Ultimately, what this all seems to come down to is an argument that positions pluralistic, liberal capitalism as the unassailable correct line, with advocates of every other position treated as merely flip sides of an infinitely faced coin. In this context liberals’ demonisation of religious political movements cannot be taken innocently as broadly coterminous with the Marxist critique of religion. For what they are opposed to is not just the religious content, but rather all attempts to disjoint the status quo.
Thus revisionist historiography nowadays has to not just rewrite such movements as Bolshevism as an unmitigated evil, but all political movements whatsoever that divert from the linear narrative of Enlightenment progress to democratic capitalism. Toscano particularly focuses on the story of Thomas Muntzer—Martin Luther’s radical rival during the peasant revolt—but it seems to me that an even more ambiguous and therefore intriguing figure to examine would be Muntzer’s Italian, Catholic contemporary Girolamo Savonarola.
In the recently released computer game, Assassin’s Creed II, Savonarola is portrayed as a totalitarian demagogue demanding absolute obedience to his fundamentalist line.
There is, of course, an element of truth to the game’s portrayal of Savonarola as a fanatic, and one who implemented many socially illiberal edicts. (Although pandering to the video game consumer demographic his ban on sodomy is not given as a rationale for the necessity of deposing him). But in order to force history into a depiction of the opposing forces of Enlightened, rational tolerance versus totalitarian demagoguery, the game’s script writers have to in fact divert from historical truth on a number of other counts. For one thing where the game depicts Savonarola as deriving power in a sinister putsch against the ruling Medici family the fact is that Savonarola was actually given power by Lorenzo de Medici. And where Savonarola is in the game portrayed as attempting to centralise all power in his hands, the fact is that he restored democracy to the city after many decades of Medici dictatorship and asserted his influence through charismatic authority.

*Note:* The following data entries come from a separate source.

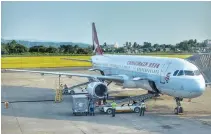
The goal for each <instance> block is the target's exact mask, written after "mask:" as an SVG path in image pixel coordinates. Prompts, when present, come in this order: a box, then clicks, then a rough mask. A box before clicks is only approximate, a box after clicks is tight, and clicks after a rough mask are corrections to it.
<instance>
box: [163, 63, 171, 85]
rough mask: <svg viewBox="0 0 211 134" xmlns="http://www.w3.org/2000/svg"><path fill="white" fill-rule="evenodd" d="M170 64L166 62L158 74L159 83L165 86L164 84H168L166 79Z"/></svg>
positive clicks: (168, 73) (167, 77)
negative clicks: (164, 85)
mask: <svg viewBox="0 0 211 134" xmlns="http://www.w3.org/2000/svg"><path fill="white" fill-rule="evenodd" d="M170 64H171V61H170V60H167V61H166V62H165V63H164V64H163V66H162V68H161V72H160V83H162V84H165V83H166V82H168V77H169V75H170V74H169V73H168V68H169V66H170Z"/></svg>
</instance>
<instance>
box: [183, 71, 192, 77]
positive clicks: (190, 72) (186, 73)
mask: <svg viewBox="0 0 211 134" xmlns="http://www.w3.org/2000/svg"><path fill="white" fill-rule="evenodd" d="M184 72H185V75H187V76H194V73H193V71H189V70H184Z"/></svg>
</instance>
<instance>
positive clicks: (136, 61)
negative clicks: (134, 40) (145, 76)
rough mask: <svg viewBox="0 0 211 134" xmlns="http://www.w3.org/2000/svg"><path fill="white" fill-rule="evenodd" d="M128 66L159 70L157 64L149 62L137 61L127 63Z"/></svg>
mask: <svg viewBox="0 0 211 134" xmlns="http://www.w3.org/2000/svg"><path fill="white" fill-rule="evenodd" d="M127 64H128V65H135V66H142V67H150V68H159V66H160V64H159V63H150V62H139V61H128V62H127Z"/></svg>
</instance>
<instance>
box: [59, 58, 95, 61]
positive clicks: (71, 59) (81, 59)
mask: <svg viewBox="0 0 211 134" xmlns="http://www.w3.org/2000/svg"><path fill="white" fill-rule="evenodd" d="M61 59H62V60H73V61H83V62H92V61H91V60H85V59H74V58H61Z"/></svg>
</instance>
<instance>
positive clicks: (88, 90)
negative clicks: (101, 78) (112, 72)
mask: <svg viewBox="0 0 211 134" xmlns="http://www.w3.org/2000/svg"><path fill="white" fill-rule="evenodd" d="M87 91H88V93H89V94H90V95H92V96H94V97H97V98H103V97H104V96H105V95H106V94H107V92H108V88H107V86H106V85H105V84H104V83H102V82H92V83H90V84H88V86H87Z"/></svg>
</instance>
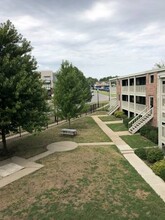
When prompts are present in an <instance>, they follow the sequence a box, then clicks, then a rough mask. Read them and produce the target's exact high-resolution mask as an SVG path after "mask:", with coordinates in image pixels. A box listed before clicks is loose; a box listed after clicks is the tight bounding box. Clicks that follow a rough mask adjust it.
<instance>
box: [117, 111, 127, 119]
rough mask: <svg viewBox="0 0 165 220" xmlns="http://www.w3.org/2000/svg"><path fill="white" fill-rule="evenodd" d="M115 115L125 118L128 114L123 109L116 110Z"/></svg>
mask: <svg viewBox="0 0 165 220" xmlns="http://www.w3.org/2000/svg"><path fill="white" fill-rule="evenodd" d="M114 116H115V117H116V118H125V117H126V115H125V114H124V112H123V111H116V112H115V113H114Z"/></svg>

The infamous bonfire of the vanities (1496) was not so much simply an act of puritanical thuggery as a high point in Florence’s religious fervour. Boticelli enthusiastically threw one his own paintings on the fire and Michelangelo is recorded as one of Savonarola’s admirers. Even Machiavelli professed admiration for the unarmed prophet’s ability to influence and persuade in the absence of coercive force. Savonarola also railed against the corruption of the Church and became its enemy for his outspoken criticisms. Eventually he was ousted in a coup d’etat by the returning Medici family resulting in his prolonged torture and eventually his public burning.
What is interesting about this story are the ambiguities. Savonarola’s Florence was socially illiberal yet democratic; religiously puritanical and defferent to hierarchy yet scathing about the actually existing religious order. To use one of those ahistorical similes Toscano rails against, if one had to find an analogue of Khomeinian Islamism in European pre-modern history, this would be it.
For the same reason as one needs to be careful with liberal revisionism in regards to Savonarola’s ambiguous story, one also needs to tread carefully in regard to denunciations of Islamism, especially by the likes of Nick Cohen, who drapes himself in the garb of Enlightened leftism. Because just as, I agree, there is nothing much to like about Islamism as a political ideology, at the same time critiques by Cohen and others are wedded to a more general anti totalitarian discourse that warns against all attempts—Islamist, communist, or otherwise—to radically break from the status quo.
The short documentary, The Burning of Girolamo Savonarola, alludes to the necessary caution required with respect to our treatment of political religion. One that Toscano’s book so thoroughly and convincingly explores across a wide historical and scholarly canvas.